You Can Be A Star. Well, Your House Can, Anyway.

Sure, jobs are fleeing Connecticut like fans at a Bengals game. It seems the only work left here is in a hedge fund, consulting or (who knows?) perhaps Nordstrom, when the new Norwalk mall opens (whenever).

But there is one growth industry in the Land of Steady Habits: TV and movies.

Specifically, renting out your house (or organization) for a television or film shoot.

The state Office of Film, TV & Digital Media — part of the Department of Economic and Community Activity — acts as a liaison between production companies, towns, local crews and vendors.

Part of its function is to help find appropriate locations for TV networks, movie studios and commercial producers. In other words: If you need a nice suburban home, bustling city, beach, farm, railroad station or other scene for your show, film or ad, they’ll find it for you.

Scene from a movie recently filmed in Connecticut. No, there was never a “New York and New Orleans” railroad.

Presumably, they can also find a crumbling highway, dilapidated apartment or abandoned corporate headquarters too.

Locally, a variety of sites have told the office they’re eager to be used. Saugatuck Congregational Church, the Saugatuck senior housing complex, Westport Museum for History & Culture (nee Westport Historical Society), Westport Little League and Sherwood Island State Park have all chimed in.

So has Main Street (probably the Downtown Merchants Association) and the Saugatuck River (no clue).

A number of homeowners also offered their houses for filming. Styles range from Colonial and contemporary to shingle cottage and (somewhat immodestly, but hey, it’s the movies) “Perfect New England Home.”

The self-described “Perfect New England home.”

According to a recent New York Times story, compensation ranges from $1,500 to $50,000 for use of a home. At least, those are city prices.

Westport is no stranger to filming. “The Man in the Gray Flannel Suit,” “The Swimmer,” “The Stepford Wives” — all were shot, in part, right here.

So was “Manny’s Orphans” — Sean Cunningham’s unforgettable film about a hapless soccer team.

Hey, it was unforgettable to me. I was in it.

I have no idea how much Greens Farms Academy was paid for the use of their facilities.

But whatever Sean paid, it was worth it. We had a food fight of epic proportions right there in their beautiful, staid library.

And if that story doesn’t want to make you offer your home or business to the movies, nothing will.

(Click here for a direct link to the state of Connecticut’s “Locations” page. Hat tip: Fred Cantor)

11 responses to “You Can Be A Star.

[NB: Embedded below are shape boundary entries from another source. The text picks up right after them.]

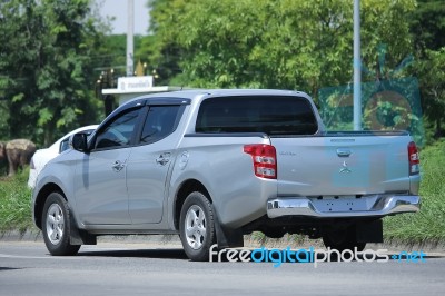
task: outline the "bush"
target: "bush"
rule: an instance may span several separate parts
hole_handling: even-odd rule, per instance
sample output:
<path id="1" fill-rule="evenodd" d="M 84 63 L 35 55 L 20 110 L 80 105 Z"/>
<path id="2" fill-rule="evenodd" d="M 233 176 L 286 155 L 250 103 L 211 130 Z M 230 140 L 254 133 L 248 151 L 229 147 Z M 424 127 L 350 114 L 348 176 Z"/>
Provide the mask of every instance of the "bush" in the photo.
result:
<path id="1" fill-rule="evenodd" d="M 0 179 L 0 230 L 24 231 L 32 227 L 31 189 L 27 181 L 29 169 L 19 171 L 14 177 Z"/>

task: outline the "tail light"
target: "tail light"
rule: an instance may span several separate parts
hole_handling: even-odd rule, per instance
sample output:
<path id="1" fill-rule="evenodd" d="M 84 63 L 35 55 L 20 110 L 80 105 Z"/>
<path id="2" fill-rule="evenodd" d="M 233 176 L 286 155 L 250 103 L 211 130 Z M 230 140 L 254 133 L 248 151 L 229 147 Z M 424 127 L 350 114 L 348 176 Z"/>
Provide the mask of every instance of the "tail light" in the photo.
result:
<path id="1" fill-rule="evenodd" d="M 414 141 L 408 144 L 408 160 L 409 160 L 409 175 L 419 172 L 419 159 L 416 144 Z"/>
<path id="2" fill-rule="evenodd" d="M 274 146 L 265 144 L 245 145 L 244 151 L 251 155 L 255 176 L 267 179 L 277 178 L 277 152 Z"/>

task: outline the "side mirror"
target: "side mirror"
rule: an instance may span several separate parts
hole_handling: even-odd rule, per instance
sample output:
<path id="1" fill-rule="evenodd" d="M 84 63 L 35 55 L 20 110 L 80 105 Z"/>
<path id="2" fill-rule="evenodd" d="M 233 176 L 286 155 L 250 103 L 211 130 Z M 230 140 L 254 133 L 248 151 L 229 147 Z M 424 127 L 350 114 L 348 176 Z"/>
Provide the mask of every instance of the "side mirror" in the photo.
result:
<path id="1" fill-rule="evenodd" d="M 86 152 L 88 150 L 87 136 L 88 135 L 85 132 L 78 132 L 72 135 L 69 139 L 70 147 L 77 151 Z"/>

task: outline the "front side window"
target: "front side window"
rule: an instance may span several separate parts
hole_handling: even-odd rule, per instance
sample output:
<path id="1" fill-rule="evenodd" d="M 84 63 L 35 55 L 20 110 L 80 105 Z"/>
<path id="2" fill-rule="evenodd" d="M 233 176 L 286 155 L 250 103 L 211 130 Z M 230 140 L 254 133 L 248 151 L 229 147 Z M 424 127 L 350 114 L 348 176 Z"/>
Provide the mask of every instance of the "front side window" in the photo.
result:
<path id="1" fill-rule="evenodd" d="M 309 101 L 287 96 L 209 98 L 201 102 L 197 132 L 314 135 L 317 119 Z"/>
<path id="2" fill-rule="evenodd" d="M 130 145 L 139 110 L 140 109 L 134 109 L 127 111 L 102 128 L 96 138 L 95 149 Z"/>
<path id="3" fill-rule="evenodd" d="M 180 118 L 179 111 L 180 106 L 150 107 L 139 142 L 155 142 L 174 132 Z"/>

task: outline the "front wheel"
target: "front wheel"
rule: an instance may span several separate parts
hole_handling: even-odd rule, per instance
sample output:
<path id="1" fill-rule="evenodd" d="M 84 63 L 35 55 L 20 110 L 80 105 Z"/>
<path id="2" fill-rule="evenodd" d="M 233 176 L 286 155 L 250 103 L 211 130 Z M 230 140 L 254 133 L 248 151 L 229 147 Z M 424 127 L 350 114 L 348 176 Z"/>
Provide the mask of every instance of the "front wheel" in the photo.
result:
<path id="1" fill-rule="evenodd" d="M 195 191 L 186 198 L 180 213 L 179 234 L 184 250 L 191 260 L 208 260 L 216 235 L 211 204 L 204 194 Z"/>
<path id="2" fill-rule="evenodd" d="M 76 255 L 80 248 L 70 244 L 70 210 L 67 200 L 52 193 L 44 203 L 42 214 L 42 233 L 47 249 L 53 256 Z"/>

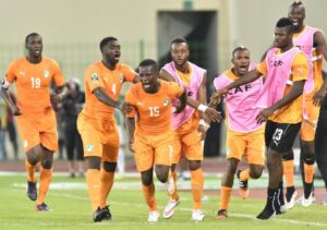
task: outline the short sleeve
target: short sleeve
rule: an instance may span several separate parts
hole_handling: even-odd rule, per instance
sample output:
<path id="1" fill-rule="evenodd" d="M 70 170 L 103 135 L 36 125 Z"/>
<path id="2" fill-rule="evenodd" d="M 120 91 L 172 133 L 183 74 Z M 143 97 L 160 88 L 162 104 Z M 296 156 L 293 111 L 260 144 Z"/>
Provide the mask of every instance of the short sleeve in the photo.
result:
<path id="1" fill-rule="evenodd" d="M 215 89 L 216 90 L 219 90 L 221 88 L 223 88 L 225 86 L 227 86 L 227 82 L 223 81 L 223 76 L 220 75 L 220 76 L 217 76 L 215 80 L 214 80 L 214 86 L 215 86 Z"/>
<path id="2" fill-rule="evenodd" d="M 169 87 L 170 87 L 170 97 L 174 98 L 174 97 L 179 97 L 184 93 L 184 88 L 182 86 L 180 86 L 179 84 L 174 83 L 174 82 L 169 82 Z"/>
<path id="3" fill-rule="evenodd" d="M 85 84 L 90 92 L 94 92 L 94 89 L 98 87 L 105 87 L 104 82 L 100 77 L 100 71 L 96 65 L 92 65 L 86 70 Z"/>
<path id="4" fill-rule="evenodd" d="M 16 69 L 15 62 L 11 62 L 8 66 L 7 74 L 5 74 L 7 82 L 13 83 L 15 81 L 15 77 L 16 77 L 15 69 Z"/>
<path id="5" fill-rule="evenodd" d="M 135 95 L 134 87 L 132 86 L 129 88 L 126 95 L 125 95 L 125 102 L 131 105 L 131 111 L 126 112 L 128 118 L 134 118 L 135 117 L 135 105 L 136 105 L 137 98 Z"/>
<path id="6" fill-rule="evenodd" d="M 256 66 L 256 70 L 263 75 L 267 75 L 267 63 L 266 59 Z"/>
<path id="7" fill-rule="evenodd" d="M 62 72 L 59 68 L 59 64 L 52 60 L 52 68 L 53 68 L 53 82 L 57 87 L 62 87 L 64 85 L 64 77 Z"/>
<path id="8" fill-rule="evenodd" d="M 292 81 L 307 80 L 308 77 L 308 62 L 304 53 L 298 53 L 292 63 Z"/>
<path id="9" fill-rule="evenodd" d="M 137 73 L 129 65 L 122 65 L 123 74 L 124 74 L 124 81 L 125 82 L 134 82 L 135 76 Z"/>

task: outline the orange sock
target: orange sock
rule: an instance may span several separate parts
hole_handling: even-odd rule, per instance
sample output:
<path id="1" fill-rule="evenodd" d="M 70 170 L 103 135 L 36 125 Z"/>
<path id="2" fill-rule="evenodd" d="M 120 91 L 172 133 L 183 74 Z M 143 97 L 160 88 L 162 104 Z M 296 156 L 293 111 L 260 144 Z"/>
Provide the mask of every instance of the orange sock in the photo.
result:
<path id="1" fill-rule="evenodd" d="M 220 191 L 220 209 L 228 209 L 232 189 L 230 186 L 221 186 Z"/>
<path id="2" fill-rule="evenodd" d="M 196 169 L 194 171 L 191 170 L 191 186 L 192 186 L 192 195 L 193 195 L 193 209 L 202 208 L 202 194 L 203 194 L 203 172 L 202 169 Z"/>
<path id="3" fill-rule="evenodd" d="M 27 159 L 25 160 L 27 181 L 35 182 L 35 168 L 36 168 L 36 166 L 31 166 L 31 164 L 27 161 Z"/>
<path id="4" fill-rule="evenodd" d="M 107 204 L 108 194 L 113 184 L 113 172 L 107 172 L 105 169 L 100 170 L 100 207 L 104 208 Z"/>
<path id="5" fill-rule="evenodd" d="M 88 196 L 92 203 L 93 210 L 96 210 L 99 206 L 99 194 L 100 194 L 100 170 L 87 169 L 86 171 L 86 183 L 88 190 Z"/>
<path id="6" fill-rule="evenodd" d="M 240 180 L 241 181 L 246 181 L 249 179 L 250 179 L 250 169 L 245 169 L 245 170 L 241 171 Z"/>
<path id="7" fill-rule="evenodd" d="M 49 190 L 51 179 L 52 179 L 52 169 L 45 169 L 44 167 L 41 167 L 40 179 L 39 179 L 39 192 L 36 202 L 37 205 L 44 203 Z"/>
<path id="8" fill-rule="evenodd" d="M 172 195 L 170 196 L 171 199 L 174 199 L 174 201 L 179 201 L 180 196 L 177 192 L 177 172 L 175 171 L 172 171 L 171 172 L 171 177 L 173 179 L 173 193 Z"/>
<path id="9" fill-rule="evenodd" d="M 294 160 L 282 161 L 283 175 L 287 186 L 294 186 Z"/>
<path id="10" fill-rule="evenodd" d="M 157 203 L 156 203 L 156 197 L 155 197 L 155 184 L 154 182 L 149 186 L 145 186 L 142 184 L 142 190 L 145 198 L 145 203 L 149 207 L 149 209 L 153 210 L 158 210 L 157 208 Z"/>
<path id="11" fill-rule="evenodd" d="M 315 172 L 315 165 L 304 164 L 304 181 L 305 181 L 305 183 L 313 182 L 314 172 Z"/>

Well, Your House Can, Anyway.

  1. I love to watch “The Man in the Gray Flannel Suit”. It shows the RR Station and Bridge St / Compo Rd prior to the Connecticut Turnpike.

  2. Our house or rather swimming pool was used in the swimmer. I have no idea what my parents were paid for the use. As teenagers we played being the swimmer. Going from one spot in town by going swimming pool by swimming pool to get to our destination It was pure fun Of course the parents had other games which were fun for them and some became sig parts of movies As in key parties

    Sent from my iPhone


  3. Westport Country Playhouse was used for several exterior and interior scenes in “Sisterhood of the Traveling Pants, part 2.” Despite changing the name on our building to a fictional theater in Vermont, the exterior posters for The Winter’s Tale were so convincing that several folks attempted to buy tickets for the show. The production company took over the Playhouse, it’s parking lot, and the lot behind the Congregational Church for several days.

  4. June Whittaker

    So were my two sons in Mannys Orphans and Here come the Tigers remember

    Sent from my iPad


  5. Joyce Barnhart

    Not positive because we declined at first request, but I think our house on Hillandale Road was under consideration for “Revolutionary Road”. It was a very typical Colonial, dark gray with white trim and red shutters and door. It had a long vista from the street to the house.

    • The house across the street from me in Greenfield Hill, Fairfield was filmed for “Revolutionary Road.” The interior was redone, and the landscaping torn out and replaced. The day and evening of the filming dozens of neighbors came to watch. Of course, we all went to see the film, but the scenes with the house were cut! I’m sure the homeowners were nicely compensated, but they were very disappointed that their house didn’t have its fifteen minutes of fame! Actually, we all were.

  6. Chip Stephens SHS73

    Kentucky Fried Movie. Last House on the Left and Rosemary’s Baby

  7. John B Gould

    I was an extra in” The Swimmer”. Met Burt Lancaster. Had to throw a banana skin at him while he was attempting to cross The Sherwood Island Connector. Wonderful experience. Can tell you more if you like.

  8. Hi Dan Woog – thanks for the article. Having your home used on film projects is fun and profitable. For those interested in
    having their home, barn or property considered as a location for film, television, photography, commercials – contact this native Westporter (now living in Fairfield) via my website
    I have brought many projects to peoples homes in Fairfield County in the last 12 years; and continue to work closely with the CT Office of Film & Television.
    Some of the projects I’ve been lucky enough to bring right to Fairfield/Westport:
    The Interrogator – series for Discovery AI
    Hallmark Christmas Movie
    Lindsay Sterling Music Video for Stephen Covey Foundation
    Commercials for: Lego, Connecticare, Aquaphor, CT Access Health
    As well as many other projects, big & small around our state.
    You can get more information about what is involved at

  9. Peter Gambaccini

    One of Sean Cunningham’s earliest films, “Together,” had many scenes shot outside at Stony Point. It was meant to look like a sociological documentary about getting in touch with one’s feelings (pretty literally), but it was fictional and starred several Westport teens and early 20somethings from the era, including Marilyn Briggs (Chambers). “Together” was playing at the only theater near LA Airport when I had to stay in a terminal overnight there in 1972, so I went to see it. The poster for the film gave little real sense of what it was about, but when the “documentary” began, I had to restrain from yelling to the other movie patrons, “this is nonsense, I know all these people.” The movie is virtually impossible to find today.